A CRO or CCO can be centrally located and rely on communications tools like video conferencing and digital communication platforms, which are much more widely accepted now, to distribute strategies and delegate responsibilities.
In Kimes’s research for Cornell, she predicts a hotel company’s revenue functions would be more centralized in the future, and we see that coming true. Responses to her survey for the paper indicated that, “While to a large extent there is the drive and push from central RM entities, the progress has been slow as much of the execution takes place at hotel level, and it remains a challenge to change the culture, mindset and adoption due to several hurdles. Some owners are unwilling to pay more for the RM role to attract the right talent, or to move to a centralized structure. Also, HR may find it financially challenging to elevate the role of RM across the board, or lack the talent to find strategic thinkers.”
Implement Data-Driven Approaches
For the CRO or CCO role, companies should consider analytic thinkers with a background in revenue management. These folks best understand data – how to draw conclusions from large sets of numbers and then act on the insights by implementing successful strategies.

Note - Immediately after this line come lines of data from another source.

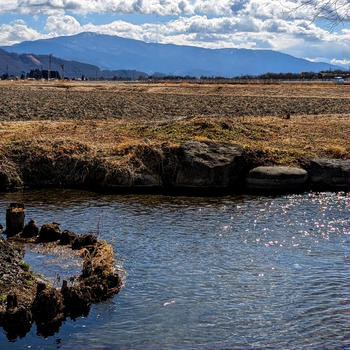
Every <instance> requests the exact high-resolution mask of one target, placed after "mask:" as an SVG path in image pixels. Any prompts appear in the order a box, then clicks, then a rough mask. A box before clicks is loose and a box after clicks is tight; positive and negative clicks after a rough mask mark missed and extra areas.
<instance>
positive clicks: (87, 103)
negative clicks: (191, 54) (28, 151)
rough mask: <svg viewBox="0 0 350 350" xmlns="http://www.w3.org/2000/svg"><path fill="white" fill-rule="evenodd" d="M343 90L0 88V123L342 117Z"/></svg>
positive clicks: (47, 87)
mask: <svg viewBox="0 0 350 350" xmlns="http://www.w3.org/2000/svg"><path fill="white" fill-rule="evenodd" d="M349 111H350V94H349V87H348V86H346V85H335V84H241V85H232V84H231V85H229V84H195V83H181V84H176V83H163V84H146V83H107V82H106V83H92V82H91V83H90V82H86V83H83V82H71V83H66V82H62V83H61V82H56V83H53V82H52V83H51V82H50V83H45V82H40V83H36V82H25V83H23V82H12V83H11V82H1V84H0V120H3V121H5V120H8V121H14V120H60V119H74V120H86V119H110V118H113V119H120V120H127V121H130V122H137V123H139V122H160V121H169V120H171V121H174V120H178V119H182V118H198V117H205V118H206V117H211V118H218V117H227V118H235V117H241V116H259V117H263V116H283V115H286V114H287V113H289V114H291V115H325V114H348V113H349Z"/></svg>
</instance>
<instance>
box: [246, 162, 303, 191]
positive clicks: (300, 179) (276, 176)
mask: <svg viewBox="0 0 350 350" xmlns="http://www.w3.org/2000/svg"><path fill="white" fill-rule="evenodd" d="M307 179H308V173H307V171H306V170H304V169H301V168H296V167H286V166H259V167H257V168H254V169H252V170H250V172H249V174H248V176H247V179H246V185H247V188H248V189H249V190H259V191H291V190H293V191H295V190H302V189H303V187H304V186H305V184H306V182H307Z"/></svg>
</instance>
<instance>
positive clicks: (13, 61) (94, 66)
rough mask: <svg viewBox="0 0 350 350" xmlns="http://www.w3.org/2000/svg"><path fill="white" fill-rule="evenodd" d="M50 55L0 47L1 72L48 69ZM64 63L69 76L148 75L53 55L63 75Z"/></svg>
mask: <svg viewBox="0 0 350 350" xmlns="http://www.w3.org/2000/svg"><path fill="white" fill-rule="evenodd" d="M49 60H50V58H49V55H36V54H28V53H24V54H17V53H9V52H7V51H5V50H2V49H0V74H3V73H7V72H8V73H9V75H15V76H20V75H21V73H22V72H25V73H28V72H29V71H30V70H32V69H48V67H49ZM62 65H64V75H65V76H66V77H69V78H73V77H81V76H82V75H84V76H85V77H92V78H95V77H98V78H99V77H101V76H103V77H104V78H113V77H114V76H116V77H118V78H122V79H137V78H138V77H139V76H147V74H145V73H143V72H138V71H136V70H103V71H101V70H100V68H99V67H97V66H94V65H92V64H86V63H81V62H77V61H67V60H64V59H61V58H57V57H55V56H52V58H51V70H52V71H55V70H56V71H58V72H59V73H60V75H61V76H62V75H63V69H62Z"/></svg>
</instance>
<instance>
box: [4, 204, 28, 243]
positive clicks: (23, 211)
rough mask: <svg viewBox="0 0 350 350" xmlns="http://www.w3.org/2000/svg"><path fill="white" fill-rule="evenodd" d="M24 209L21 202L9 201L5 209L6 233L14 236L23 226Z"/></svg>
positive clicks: (23, 226)
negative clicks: (20, 202)
mask: <svg viewBox="0 0 350 350" xmlns="http://www.w3.org/2000/svg"><path fill="white" fill-rule="evenodd" d="M24 217H25V209H24V205H23V204H21V203H11V204H10V206H9V207H8V208H7V210H6V231H5V232H6V234H7V236H14V235H16V234H17V233H19V232H21V231H22V230H23V227H24Z"/></svg>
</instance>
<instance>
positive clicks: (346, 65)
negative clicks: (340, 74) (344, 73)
mask: <svg viewBox="0 0 350 350" xmlns="http://www.w3.org/2000/svg"><path fill="white" fill-rule="evenodd" d="M331 63H332V64H335V65H341V66H350V59H342V60H337V59H335V58H333V59H331Z"/></svg>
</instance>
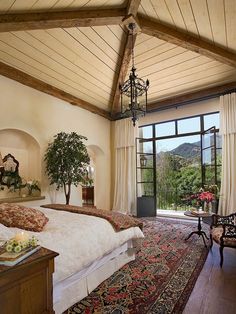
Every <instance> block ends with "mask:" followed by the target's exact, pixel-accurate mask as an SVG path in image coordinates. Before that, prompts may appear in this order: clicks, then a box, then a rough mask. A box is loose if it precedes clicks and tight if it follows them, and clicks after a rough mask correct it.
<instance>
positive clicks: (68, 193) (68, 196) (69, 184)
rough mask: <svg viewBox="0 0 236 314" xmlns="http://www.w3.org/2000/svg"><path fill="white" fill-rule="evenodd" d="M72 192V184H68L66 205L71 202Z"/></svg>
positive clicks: (68, 203)
mask: <svg viewBox="0 0 236 314" xmlns="http://www.w3.org/2000/svg"><path fill="white" fill-rule="evenodd" d="M70 192H71V184H68V192H67V193H66V189H65V196H66V205H69V203H70Z"/></svg>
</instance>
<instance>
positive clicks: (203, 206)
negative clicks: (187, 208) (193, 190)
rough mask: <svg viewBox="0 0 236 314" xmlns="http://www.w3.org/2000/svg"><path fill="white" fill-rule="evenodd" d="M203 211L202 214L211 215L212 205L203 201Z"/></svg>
mask: <svg viewBox="0 0 236 314" xmlns="http://www.w3.org/2000/svg"><path fill="white" fill-rule="evenodd" d="M203 210H204V212H207V213H211V212H212V203H211V202H206V201H204V206H203Z"/></svg>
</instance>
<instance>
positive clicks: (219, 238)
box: [210, 213, 236, 267]
mask: <svg viewBox="0 0 236 314" xmlns="http://www.w3.org/2000/svg"><path fill="white" fill-rule="evenodd" d="M210 238H211V247H212V245H213V241H215V242H216V243H217V244H219V246H220V248H219V250H220V267H222V265H223V261H224V256H223V249H224V247H231V248H236V213H233V214H231V215H228V216H220V215H212V224H211V233H210Z"/></svg>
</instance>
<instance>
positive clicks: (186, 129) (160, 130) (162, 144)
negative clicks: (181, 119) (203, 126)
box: [142, 113, 219, 153]
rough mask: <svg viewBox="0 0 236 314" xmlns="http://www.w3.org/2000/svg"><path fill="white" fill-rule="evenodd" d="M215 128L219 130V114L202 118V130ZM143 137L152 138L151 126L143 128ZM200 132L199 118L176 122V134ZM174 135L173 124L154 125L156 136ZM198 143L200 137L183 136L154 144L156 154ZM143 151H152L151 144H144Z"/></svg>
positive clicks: (164, 140)
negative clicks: (182, 146) (189, 143)
mask: <svg viewBox="0 0 236 314" xmlns="http://www.w3.org/2000/svg"><path fill="white" fill-rule="evenodd" d="M212 126H215V127H216V128H219V114H218V113H216V114H211V115H206V116H204V129H205V130H207V129H209V128H210V127H212ZM142 129H143V137H144V138H151V137H152V126H147V127H143V128H142ZM197 131H200V118H199V117H194V118H188V119H182V120H178V133H179V134H182V133H191V132H197ZM174 134H175V123H174V122H173V121H171V122H165V123H159V124H156V135H157V136H168V135H174ZM198 141H200V135H194V136H183V137H176V138H172V139H163V140H158V141H157V142H156V145H157V146H156V148H157V153H159V152H160V151H165V152H166V151H170V150H172V149H174V148H176V147H178V146H179V145H181V144H183V143H194V142H198ZM144 150H145V152H150V151H152V144H151V143H144Z"/></svg>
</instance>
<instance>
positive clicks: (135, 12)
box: [127, 0, 141, 16]
mask: <svg viewBox="0 0 236 314" xmlns="http://www.w3.org/2000/svg"><path fill="white" fill-rule="evenodd" d="M140 2H141V0H129V3H128V6H127V15H129V14H132V15H133V16H135V15H136V14H137V12H138V8H139V5H140Z"/></svg>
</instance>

There is more revenue data than ever before, and every decision made by marketers or salespeople should be based on it. Data should inform a company’s strategy behind segmentation, distribution, guest acquisition, guest retention, pricing and even operations. In addition, folks with a revenue background often best understand how to get the most out of technology, relying on it to pull the right reports and automate manual processes.
Data will provide the path to a company’s success moving forward and having a leader in the C-suite who understands how to make data-driven decisions that impact the entire organization will only improve revenue, sales and marketing functions.
Before the COVID pandemic and subsequent travel lockdown upended the hospitality industry, companies were striving for more coordinated, data-driven strategies. In some ways, the downturn has given agile leaders the opportunity to take action by rethinking their organizational structure. Companies that don’t take the opportunity – that sit back and wait for things to return to normal – will unfortunately find themselves left behind.